Former police commissioner linked to proliferation of guns, ammunition
PORT OF SPAIN(CMC):
National Security Minister Fitzgerald Hinds has blamed “a very wild-card commissioner of police” who, he said, had in recent times defied government policy and allowed for a certain category of weapons and ammunition to be available to citizens in Trinidad and Tobago.
Hinds, addressing a public meeting of the ruling People’s National Movement in Malabar on Thursday night, did not name the “wild-card” commissioner, but said that the ammunition in question had been banned by the United Nations.
He said an estimated 280 military-grade weapons, used mainly by soldiers and military people in combat, had been recovered so far this year.
“In 2012, the police recovered 420 of them, by 2017, 1,064 illegal firearms were seized by the police, and 2022, 704; and as I speak to you today, about 280 firearms have been recovered.
“Many of them military-grade … carrying and using 5.56 and 7.62 ammunition, very, very much available around the place,” he aded.
Hinds said the authorities had seized more than 100 of those type of weapons and blamed these guns for the death of a woman, who was shot and killed in her bedroom while rival gangs were engaged in a war.
“Some time ago, the United Nations outlawed 7.6 ammunition, the kind of ammunition used in SLR (self-loading rifles) in our days because they are downright dangerous. But now they are proliferating in the society, and, sadly, outside of government policy within recent times, a very wild-card commissioner of police, as he then was, made 7.62 ammunition and weapons available to members of this country.”
Hinds said Trinidad and Tobago has at least 275 illegal “opportunities” for entry into the country.

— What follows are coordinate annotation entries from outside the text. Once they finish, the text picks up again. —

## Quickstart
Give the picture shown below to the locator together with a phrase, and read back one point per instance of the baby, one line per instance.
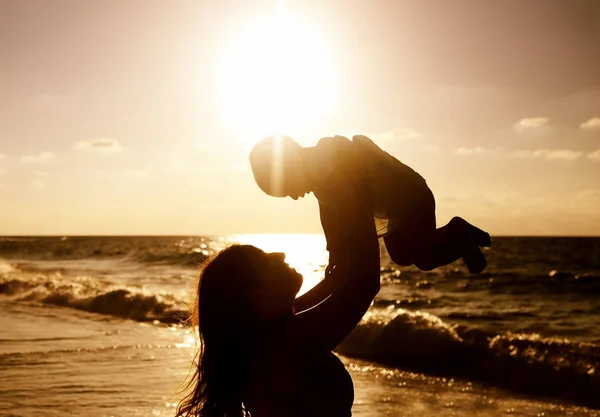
(403, 205)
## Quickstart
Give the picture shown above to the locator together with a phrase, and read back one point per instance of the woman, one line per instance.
(266, 353)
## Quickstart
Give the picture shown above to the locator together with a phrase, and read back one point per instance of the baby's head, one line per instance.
(278, 167)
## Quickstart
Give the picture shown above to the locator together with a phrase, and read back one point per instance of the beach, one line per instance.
(92, 326)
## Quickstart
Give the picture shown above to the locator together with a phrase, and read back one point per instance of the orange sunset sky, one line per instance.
(136, 117)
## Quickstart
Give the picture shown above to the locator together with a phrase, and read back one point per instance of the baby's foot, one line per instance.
(475, 260)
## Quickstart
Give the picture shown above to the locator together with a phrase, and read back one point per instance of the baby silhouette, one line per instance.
(403, 206)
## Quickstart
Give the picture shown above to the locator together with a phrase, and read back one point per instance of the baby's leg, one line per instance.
(428, 249)
(458, 239)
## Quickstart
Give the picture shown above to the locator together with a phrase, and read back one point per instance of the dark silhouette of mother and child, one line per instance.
(266, 351)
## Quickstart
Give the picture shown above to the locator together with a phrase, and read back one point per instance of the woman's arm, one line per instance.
(354, 276)
(325, 287)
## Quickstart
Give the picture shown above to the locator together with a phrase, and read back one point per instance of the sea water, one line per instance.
(93, 326)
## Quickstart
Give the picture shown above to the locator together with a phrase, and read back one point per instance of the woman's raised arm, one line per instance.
(354, 270)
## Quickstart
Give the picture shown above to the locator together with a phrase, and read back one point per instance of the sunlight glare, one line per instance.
(275, 78)
(304, 252)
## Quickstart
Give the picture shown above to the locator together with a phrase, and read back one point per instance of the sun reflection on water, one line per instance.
(304, 252)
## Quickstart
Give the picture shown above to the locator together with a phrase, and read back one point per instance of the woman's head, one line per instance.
(278, 168)
(241, 291)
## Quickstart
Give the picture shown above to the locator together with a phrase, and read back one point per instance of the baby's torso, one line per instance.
(394, 189)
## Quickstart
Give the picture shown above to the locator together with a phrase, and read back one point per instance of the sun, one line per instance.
(276, 77)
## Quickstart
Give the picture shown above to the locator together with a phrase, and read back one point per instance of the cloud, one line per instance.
(397, 134)
(41, 157)
(551, 154)
(594, 155)
(100, 145)
(136, 174)
(471, 151)
(591, 125)
(533, 125)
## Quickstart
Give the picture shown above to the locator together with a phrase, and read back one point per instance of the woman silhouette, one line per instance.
(266, 353)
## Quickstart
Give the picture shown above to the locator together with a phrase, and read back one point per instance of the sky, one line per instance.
(136, 117)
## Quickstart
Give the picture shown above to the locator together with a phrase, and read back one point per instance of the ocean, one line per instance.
(92, 326)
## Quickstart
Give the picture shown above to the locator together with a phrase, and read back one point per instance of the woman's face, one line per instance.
(278, 285)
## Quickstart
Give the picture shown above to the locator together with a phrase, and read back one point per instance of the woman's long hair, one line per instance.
(227, 326)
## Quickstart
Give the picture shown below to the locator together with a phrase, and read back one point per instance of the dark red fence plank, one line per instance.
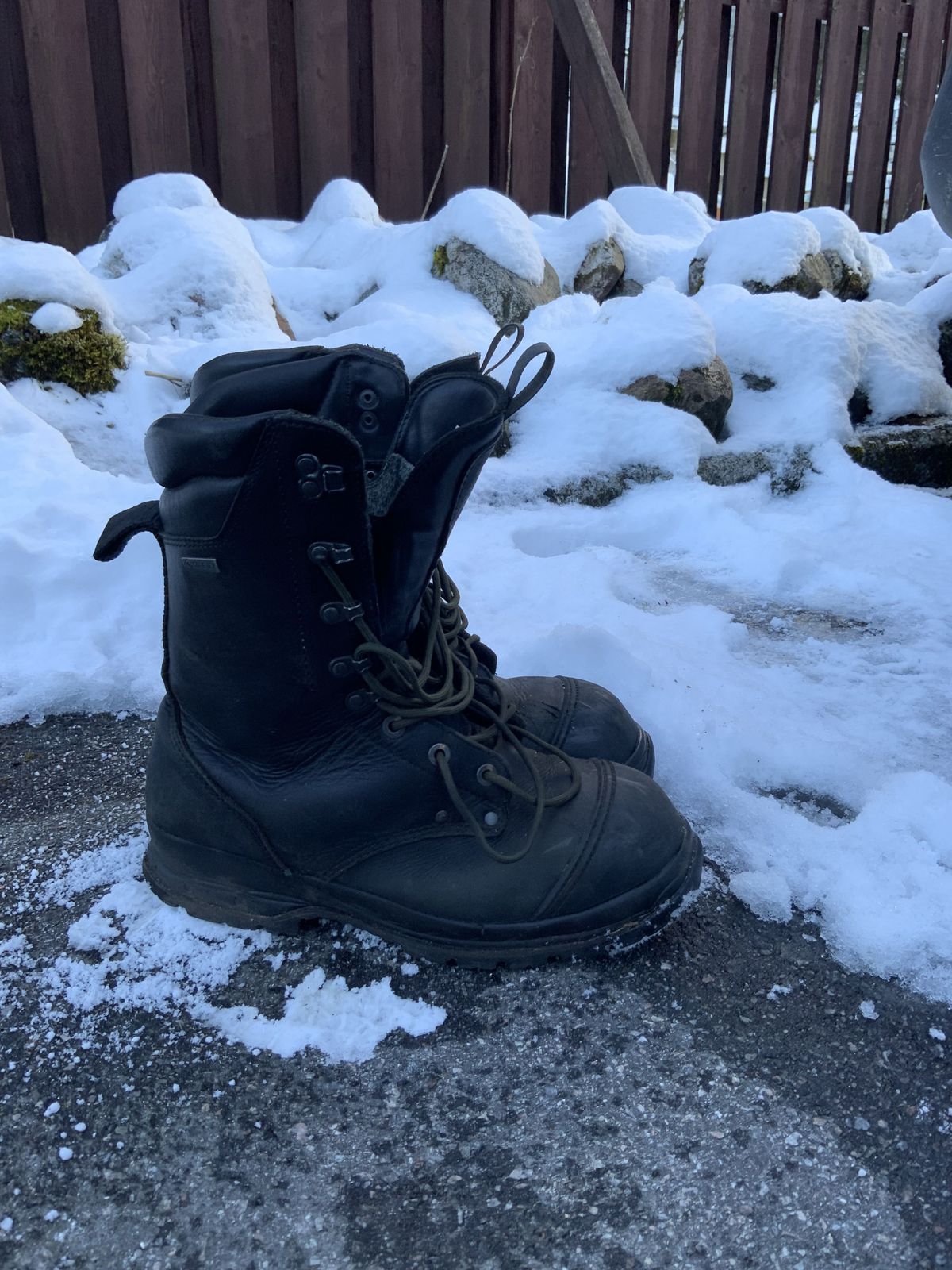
(155, 86)
(531, 107)
(876, 116)
(654, 44)
(466, 94)
(797, 82)
(6, 221)
(17, 140)
(65, 120)
(841, 67)
(323, 94)
(109, 92)
(397, 107)
(283, 82)
(243, 98)
(920, 82)
(588, 171)
(752, 73)
(700, 117)
(200, 92)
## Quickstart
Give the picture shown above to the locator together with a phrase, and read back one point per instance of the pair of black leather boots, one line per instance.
(333, 742)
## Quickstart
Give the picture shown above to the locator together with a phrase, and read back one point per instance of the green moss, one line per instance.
(84, 359)
(440, 262)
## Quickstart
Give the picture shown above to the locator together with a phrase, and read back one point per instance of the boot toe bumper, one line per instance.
(583, 719)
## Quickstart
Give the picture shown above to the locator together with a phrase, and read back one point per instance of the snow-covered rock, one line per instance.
(765, 253)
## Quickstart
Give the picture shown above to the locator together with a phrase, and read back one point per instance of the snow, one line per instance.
(135, 952)
(52, 319)
(163, 190)
(497, 226)
(789, 654)
(765, 248)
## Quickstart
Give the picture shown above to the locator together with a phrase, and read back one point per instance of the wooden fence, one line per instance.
(750, 103)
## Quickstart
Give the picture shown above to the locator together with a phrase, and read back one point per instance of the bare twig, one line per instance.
(512, 108)
(436, 182)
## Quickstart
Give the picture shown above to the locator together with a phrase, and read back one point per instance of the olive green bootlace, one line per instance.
(441, 683)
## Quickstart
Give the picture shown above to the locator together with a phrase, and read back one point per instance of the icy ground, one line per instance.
(790, 656)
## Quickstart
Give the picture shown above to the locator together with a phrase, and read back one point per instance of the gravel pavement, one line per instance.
(712, 1099)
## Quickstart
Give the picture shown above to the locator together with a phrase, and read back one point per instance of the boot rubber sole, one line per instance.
(480, 948)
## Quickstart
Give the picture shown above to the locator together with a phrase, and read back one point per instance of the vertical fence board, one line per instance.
(397, 110)
(283, 83)
(65, 120)
(750, 71)
(466, 95)
(243, 98)
(700, 122)
(6, 221)
(155, 86)
(200, 93)
(17, 140)
(920, 82)
(654, 36)
(876, 114)
(841, 67)
(321, 40)
(588, 171)
(800, 44)
(533, 36)
(109, 93)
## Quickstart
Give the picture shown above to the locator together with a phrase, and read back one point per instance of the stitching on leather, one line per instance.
(603, 799)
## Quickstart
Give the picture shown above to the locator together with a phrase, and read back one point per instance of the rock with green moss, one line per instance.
(501, 291)
(601, 271)
(786, 468)
(84, 359)
(602, 489)
(704, 391)
(812, 279)
(907, 454)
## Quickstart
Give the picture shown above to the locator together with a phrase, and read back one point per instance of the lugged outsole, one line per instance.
(516, 954)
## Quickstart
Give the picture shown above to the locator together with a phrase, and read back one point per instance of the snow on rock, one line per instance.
(163, 190)
(343, 200)
(664, 233)
(766, 249)
(51, 319)
(494, 225)
(48, 273)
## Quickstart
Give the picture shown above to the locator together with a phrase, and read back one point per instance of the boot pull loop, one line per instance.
(517, 400)
(512, 328)
(143, 518)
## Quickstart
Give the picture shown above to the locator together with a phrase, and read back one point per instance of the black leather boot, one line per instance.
(306, 765)
(366, 391)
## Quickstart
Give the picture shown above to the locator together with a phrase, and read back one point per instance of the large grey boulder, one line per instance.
(704, 391)
(812, 277)
(786, 468)
(918, 454)
(501, 291)
(601, 270)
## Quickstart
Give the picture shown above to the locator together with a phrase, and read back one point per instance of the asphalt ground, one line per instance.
(668, 1106)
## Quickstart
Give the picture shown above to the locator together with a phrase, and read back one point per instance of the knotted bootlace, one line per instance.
(441, 683)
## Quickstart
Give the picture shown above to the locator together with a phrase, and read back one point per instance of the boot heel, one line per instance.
(254, 903)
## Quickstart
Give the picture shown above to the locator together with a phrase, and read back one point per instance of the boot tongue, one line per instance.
(362, 389)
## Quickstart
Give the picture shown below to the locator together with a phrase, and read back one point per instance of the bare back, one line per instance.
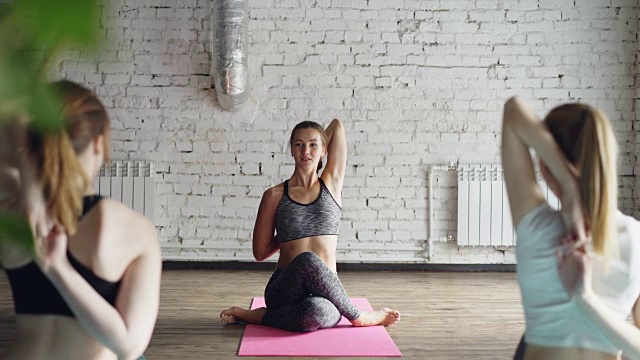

“We have relatively few legal ports. We know for a long time, people are making use of these illegal ports of entry … to enter unseen, undetected, and of course, even at our legal ports, the complicitous behaviour on the part of employees of the state … employees of some of the courier firms and the various authorities that manage these ports, they have been making pathways for the illegal importation of drugs and guns on account of corruption and, in some cases, negligence.”
Hinds noted the crime challenge and the public health danger of losing two to five people daily, as well as shootings, wounding, home invasions, illegal quarrying, businessmen “suffering extortion and men demanding what they worked hard for”.
Hinds said that at the end of last month, 242 people had been murdered here, including 114 gang-related killings, followed by 31 drug-related murders and 21 revenge killings.